How to divide a collection into subgroups in functional programming way?

I'm so confused that how to divide a collection into subgroups in a functional programming manner since this operation depends on other elements in the same collection.

One of these problem is to divide a video clip into several GOP groups.

A video clip can be viewed as a list with different types of frames in it, eg. [IPBBBPBBBIPBIPBPBP], and I, P, B is type of the frame.

A GOP is a sub clip that start with an I frame (though in real world it must be an IDR frame, I simplify the question here a little bit)

So the problem is how to achieve this in a FP way: [IPBBBPBBBIPBIPBPBP] -> [[IPBBBPBBB],[IPB],[IPBPBP]] ?

I have read some FP books and I am so confused how can I use just map, filter and reduce to achieve this.

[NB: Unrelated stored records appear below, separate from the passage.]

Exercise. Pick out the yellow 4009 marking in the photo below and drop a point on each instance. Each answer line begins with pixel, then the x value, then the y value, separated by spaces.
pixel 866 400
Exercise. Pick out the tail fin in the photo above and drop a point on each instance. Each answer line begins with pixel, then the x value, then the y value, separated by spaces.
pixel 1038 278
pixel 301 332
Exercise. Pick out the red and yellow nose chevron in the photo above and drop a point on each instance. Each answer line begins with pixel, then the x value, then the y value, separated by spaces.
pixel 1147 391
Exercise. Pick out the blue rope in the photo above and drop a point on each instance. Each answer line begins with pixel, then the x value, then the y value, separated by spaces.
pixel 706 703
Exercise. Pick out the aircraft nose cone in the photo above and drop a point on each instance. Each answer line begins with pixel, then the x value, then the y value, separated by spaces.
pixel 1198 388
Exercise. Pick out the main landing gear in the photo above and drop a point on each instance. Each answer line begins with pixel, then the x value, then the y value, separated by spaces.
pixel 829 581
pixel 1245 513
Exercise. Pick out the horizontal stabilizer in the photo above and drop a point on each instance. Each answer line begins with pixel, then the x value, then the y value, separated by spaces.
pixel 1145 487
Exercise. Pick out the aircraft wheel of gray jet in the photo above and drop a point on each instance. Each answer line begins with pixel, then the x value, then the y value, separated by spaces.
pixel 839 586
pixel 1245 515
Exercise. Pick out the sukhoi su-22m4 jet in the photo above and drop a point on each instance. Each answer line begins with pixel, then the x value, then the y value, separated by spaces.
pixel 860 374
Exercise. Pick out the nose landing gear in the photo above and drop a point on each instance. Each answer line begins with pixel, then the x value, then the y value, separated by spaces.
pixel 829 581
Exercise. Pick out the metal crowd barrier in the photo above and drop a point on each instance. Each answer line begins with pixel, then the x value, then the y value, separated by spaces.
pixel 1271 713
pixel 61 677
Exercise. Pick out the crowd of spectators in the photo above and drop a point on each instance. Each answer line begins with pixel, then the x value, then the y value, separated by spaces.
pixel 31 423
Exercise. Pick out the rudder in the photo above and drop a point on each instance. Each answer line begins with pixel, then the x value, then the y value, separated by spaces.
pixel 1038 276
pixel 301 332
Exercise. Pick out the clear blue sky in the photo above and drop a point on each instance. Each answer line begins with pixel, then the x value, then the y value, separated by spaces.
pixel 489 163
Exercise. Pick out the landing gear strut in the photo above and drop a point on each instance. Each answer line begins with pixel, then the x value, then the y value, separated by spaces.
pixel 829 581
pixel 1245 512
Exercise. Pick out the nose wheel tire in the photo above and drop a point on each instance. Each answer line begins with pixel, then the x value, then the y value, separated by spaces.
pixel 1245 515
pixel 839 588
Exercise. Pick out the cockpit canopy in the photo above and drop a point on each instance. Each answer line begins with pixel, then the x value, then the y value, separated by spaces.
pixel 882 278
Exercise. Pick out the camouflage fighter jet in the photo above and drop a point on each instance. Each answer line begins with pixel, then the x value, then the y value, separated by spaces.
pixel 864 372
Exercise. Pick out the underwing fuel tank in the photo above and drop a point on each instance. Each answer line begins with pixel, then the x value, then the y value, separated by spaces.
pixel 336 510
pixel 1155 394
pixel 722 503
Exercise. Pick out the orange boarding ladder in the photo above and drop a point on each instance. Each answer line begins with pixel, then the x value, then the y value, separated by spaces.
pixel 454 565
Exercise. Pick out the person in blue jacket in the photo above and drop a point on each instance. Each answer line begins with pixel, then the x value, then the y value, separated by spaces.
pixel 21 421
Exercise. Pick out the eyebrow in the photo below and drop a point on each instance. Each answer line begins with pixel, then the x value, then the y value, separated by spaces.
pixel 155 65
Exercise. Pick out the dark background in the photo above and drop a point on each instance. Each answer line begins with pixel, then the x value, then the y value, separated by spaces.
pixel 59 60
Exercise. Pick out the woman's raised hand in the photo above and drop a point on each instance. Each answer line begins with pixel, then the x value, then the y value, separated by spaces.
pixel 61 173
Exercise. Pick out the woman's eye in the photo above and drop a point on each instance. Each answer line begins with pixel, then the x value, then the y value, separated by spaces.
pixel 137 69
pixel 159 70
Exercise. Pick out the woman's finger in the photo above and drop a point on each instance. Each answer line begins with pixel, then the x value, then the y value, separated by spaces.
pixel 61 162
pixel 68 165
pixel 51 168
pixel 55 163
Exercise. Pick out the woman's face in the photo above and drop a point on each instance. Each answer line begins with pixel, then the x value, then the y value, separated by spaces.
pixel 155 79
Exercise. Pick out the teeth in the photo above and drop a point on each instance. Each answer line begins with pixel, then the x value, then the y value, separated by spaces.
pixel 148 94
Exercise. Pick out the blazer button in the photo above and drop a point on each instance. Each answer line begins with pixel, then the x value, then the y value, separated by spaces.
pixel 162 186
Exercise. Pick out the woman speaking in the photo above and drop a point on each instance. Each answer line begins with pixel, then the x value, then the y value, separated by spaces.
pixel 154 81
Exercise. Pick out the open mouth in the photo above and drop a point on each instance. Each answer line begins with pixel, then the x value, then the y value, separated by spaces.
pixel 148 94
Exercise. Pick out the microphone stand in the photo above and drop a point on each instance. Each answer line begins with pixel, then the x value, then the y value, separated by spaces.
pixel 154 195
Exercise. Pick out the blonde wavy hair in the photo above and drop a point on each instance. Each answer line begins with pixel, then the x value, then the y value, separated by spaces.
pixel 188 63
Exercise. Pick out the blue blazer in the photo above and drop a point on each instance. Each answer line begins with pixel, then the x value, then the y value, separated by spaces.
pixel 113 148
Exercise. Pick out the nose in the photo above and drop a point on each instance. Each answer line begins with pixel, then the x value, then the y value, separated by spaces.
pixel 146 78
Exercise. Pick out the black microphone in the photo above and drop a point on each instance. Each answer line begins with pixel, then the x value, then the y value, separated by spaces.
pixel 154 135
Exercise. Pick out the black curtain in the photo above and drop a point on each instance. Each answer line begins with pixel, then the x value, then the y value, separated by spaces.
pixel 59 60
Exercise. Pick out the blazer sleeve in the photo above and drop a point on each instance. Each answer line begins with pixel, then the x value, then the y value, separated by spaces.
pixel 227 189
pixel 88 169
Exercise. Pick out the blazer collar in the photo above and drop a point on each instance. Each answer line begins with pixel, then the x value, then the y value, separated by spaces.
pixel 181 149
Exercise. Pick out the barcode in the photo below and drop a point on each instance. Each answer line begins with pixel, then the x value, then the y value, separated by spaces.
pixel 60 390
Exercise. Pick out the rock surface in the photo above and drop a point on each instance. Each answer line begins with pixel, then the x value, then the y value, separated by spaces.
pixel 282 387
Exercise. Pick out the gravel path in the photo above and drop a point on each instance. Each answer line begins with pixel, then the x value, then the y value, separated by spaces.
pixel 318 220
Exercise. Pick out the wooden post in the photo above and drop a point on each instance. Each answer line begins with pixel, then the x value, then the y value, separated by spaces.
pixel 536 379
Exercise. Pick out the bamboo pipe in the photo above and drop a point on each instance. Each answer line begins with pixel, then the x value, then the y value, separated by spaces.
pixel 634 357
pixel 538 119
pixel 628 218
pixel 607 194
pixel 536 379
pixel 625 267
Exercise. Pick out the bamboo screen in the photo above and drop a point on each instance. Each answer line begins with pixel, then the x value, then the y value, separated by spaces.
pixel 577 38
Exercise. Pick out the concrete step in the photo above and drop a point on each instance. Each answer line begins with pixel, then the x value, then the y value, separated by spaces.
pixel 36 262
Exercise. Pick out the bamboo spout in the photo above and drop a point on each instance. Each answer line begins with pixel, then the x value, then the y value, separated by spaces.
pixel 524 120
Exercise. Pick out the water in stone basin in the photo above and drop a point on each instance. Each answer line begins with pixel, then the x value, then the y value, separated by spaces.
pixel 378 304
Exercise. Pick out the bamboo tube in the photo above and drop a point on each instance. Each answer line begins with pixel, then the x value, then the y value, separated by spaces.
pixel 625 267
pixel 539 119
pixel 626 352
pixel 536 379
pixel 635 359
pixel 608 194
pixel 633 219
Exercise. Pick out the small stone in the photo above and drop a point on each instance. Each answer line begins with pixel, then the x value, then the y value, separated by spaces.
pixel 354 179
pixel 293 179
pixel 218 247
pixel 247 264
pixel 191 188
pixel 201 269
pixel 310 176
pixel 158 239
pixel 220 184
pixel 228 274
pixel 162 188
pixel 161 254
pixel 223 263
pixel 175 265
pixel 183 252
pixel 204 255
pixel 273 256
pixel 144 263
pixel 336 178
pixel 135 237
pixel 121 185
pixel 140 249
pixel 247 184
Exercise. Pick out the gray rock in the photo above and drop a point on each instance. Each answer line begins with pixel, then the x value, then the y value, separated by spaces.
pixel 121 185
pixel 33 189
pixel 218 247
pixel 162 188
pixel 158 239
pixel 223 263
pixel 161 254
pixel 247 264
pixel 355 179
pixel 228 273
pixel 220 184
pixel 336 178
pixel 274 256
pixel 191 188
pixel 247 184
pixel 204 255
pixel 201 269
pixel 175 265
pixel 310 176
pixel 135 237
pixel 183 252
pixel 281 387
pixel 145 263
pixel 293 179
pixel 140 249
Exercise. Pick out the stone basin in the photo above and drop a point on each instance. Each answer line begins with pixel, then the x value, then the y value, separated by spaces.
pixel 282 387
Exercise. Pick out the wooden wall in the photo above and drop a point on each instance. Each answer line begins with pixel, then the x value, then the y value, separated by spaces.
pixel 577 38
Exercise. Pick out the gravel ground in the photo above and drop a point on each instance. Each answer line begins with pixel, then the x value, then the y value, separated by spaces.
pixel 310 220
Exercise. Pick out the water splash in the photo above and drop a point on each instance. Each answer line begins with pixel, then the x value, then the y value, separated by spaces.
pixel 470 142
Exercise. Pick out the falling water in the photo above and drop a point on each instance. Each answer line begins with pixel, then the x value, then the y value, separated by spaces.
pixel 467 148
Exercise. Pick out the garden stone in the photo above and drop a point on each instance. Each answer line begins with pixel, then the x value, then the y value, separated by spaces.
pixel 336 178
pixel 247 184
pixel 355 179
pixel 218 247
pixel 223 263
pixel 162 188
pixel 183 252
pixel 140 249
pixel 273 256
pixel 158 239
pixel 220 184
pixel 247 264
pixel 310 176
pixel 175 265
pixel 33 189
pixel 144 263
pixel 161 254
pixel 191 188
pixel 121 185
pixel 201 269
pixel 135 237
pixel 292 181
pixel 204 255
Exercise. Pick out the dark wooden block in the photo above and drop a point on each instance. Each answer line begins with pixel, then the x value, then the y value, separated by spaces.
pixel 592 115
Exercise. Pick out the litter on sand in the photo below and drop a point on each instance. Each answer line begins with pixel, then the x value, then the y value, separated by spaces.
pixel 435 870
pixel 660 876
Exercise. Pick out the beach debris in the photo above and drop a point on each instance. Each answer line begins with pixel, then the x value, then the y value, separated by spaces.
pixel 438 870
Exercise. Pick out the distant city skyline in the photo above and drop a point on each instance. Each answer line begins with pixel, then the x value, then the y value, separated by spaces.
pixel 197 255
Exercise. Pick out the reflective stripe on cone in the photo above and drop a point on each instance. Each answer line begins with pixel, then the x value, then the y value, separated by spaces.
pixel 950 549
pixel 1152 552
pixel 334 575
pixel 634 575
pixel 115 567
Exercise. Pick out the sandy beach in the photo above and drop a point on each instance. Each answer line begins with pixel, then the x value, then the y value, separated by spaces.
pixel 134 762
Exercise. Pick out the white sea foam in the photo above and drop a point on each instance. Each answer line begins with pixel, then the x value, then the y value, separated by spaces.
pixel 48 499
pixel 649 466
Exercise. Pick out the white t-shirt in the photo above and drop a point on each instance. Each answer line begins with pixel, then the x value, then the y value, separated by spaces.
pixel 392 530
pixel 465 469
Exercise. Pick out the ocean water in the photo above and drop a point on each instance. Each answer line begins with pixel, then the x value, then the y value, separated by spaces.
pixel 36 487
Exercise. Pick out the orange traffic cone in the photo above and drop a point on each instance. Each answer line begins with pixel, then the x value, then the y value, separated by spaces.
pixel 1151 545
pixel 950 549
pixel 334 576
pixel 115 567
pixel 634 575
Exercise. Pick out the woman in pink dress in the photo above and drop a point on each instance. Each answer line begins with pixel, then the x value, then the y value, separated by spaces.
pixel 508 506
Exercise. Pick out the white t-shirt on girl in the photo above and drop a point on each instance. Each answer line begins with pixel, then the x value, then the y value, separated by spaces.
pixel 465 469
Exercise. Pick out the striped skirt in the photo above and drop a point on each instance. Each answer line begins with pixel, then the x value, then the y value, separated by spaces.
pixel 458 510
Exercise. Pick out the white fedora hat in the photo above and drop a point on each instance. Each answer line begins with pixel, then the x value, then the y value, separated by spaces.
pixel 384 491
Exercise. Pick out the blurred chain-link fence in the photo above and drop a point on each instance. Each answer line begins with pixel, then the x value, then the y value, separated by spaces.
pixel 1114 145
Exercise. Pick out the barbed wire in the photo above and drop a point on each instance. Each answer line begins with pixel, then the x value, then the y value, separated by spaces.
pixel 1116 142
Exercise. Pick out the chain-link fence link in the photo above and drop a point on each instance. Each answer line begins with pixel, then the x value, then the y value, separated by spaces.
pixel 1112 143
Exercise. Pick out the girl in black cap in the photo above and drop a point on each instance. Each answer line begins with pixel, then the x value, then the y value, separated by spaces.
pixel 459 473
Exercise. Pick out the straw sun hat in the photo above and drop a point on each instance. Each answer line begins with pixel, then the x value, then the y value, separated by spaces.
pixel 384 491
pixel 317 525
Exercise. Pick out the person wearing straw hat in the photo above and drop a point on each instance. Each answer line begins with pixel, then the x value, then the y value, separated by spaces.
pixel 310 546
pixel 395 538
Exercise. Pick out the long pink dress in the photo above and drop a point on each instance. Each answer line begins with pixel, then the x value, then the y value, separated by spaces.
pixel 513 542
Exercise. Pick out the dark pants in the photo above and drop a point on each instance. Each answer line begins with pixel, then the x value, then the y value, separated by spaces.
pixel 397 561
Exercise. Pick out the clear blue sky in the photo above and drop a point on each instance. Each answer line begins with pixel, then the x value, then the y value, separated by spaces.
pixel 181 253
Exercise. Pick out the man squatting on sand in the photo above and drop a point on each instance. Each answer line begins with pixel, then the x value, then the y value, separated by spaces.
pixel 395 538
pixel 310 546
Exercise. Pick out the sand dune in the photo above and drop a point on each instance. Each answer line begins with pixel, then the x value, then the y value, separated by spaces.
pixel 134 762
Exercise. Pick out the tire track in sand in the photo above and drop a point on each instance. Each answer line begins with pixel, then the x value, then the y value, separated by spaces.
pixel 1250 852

In Imperative Programming language such as Python I could easily write something like this:

gops = []
for frame in video:
    if is_i_frame(frame) is True:
        gops.append([frame])
    else:
        gops[:-1].append(frame)

But in Functional Programming world I can't figure out how to do this or how to represent this problem in Lambda Calculus expression.

So I hope someone can show me how to do this in a FP way. Is it possible to do such FP operation in Python ? And how will the Lambda Calculus expression looks like ?

Solution

Using a combinations of itertools and functools you can get to a fully functional solution. (Though, way longer, and, in my opinion less readable, than the pythonic version you mentioned in your question.)

To break down the steps I am using, first, I am creating an index for which sub-video, each frame belongs to:

import itertools as it
import functools as ft

list(it.accumulate(video, lambda total, frame: total + (frame=="I"), initial=0))
>>> [0, 1, 1, 1, 1, 1, 1, 1, 1, 1, 2, 2, 2, 3, 3, 3, 3, 3, 3]

Them, I have to remove the extra 0 at the start, so I use itertools.islice:

list(it.islice(
    it.accumulate(video, lambda total, frame: total + (frame=="I"), initial=0), 1, None
))
>>> [1, 1, 1, 1, 1, 1, 1, 1, 1, 2, 2, 2, 3, 3, 3, 3, 3, 3]

Then, I will zip the sublist index, with the original video array:

zip(
    it.islice(
        it.accumulate(video, lambda total, frame: total + (frame=="I"), initial=0), 1, None
    ),
    video
),

Now, the meat of the operation: I will use itertools.groupby, to group the elements of video by the index we just computed:

it.groupby(
    zip(
        it.islice(
            it.accumulate(video, lambda total, frame: total + (frame=="I"), initial=0), 1, None
        ),
        video
    ),
    key=lambda x: x[0]
)

The group by will return an object that looks like [[(1,I), (1,P),...], [(2,I),...], ...], so we want to reduce that to proper strings, so we can use functools.reduce, and map it over all the groups:

list(map(
    lambda k_g: ft.reduce(lambda total, x: total+x[1], k_g[1], ""),
    it.groupby(
        zip(
            it.islice(
                it.accumulate(video, lambda total, frame: total + (frame=="I"), initial=0), 1, None
            ),
            video
        ),
        key=lambda x: x[0]
    )
))
>>> ['IPBBBPBBB', 'IPB', 'IPBPBP']

Notice that, I used (frame=="I"), but you can very well replace this with more advanced logic is_i_frame for instance, as long as it returns a boolean.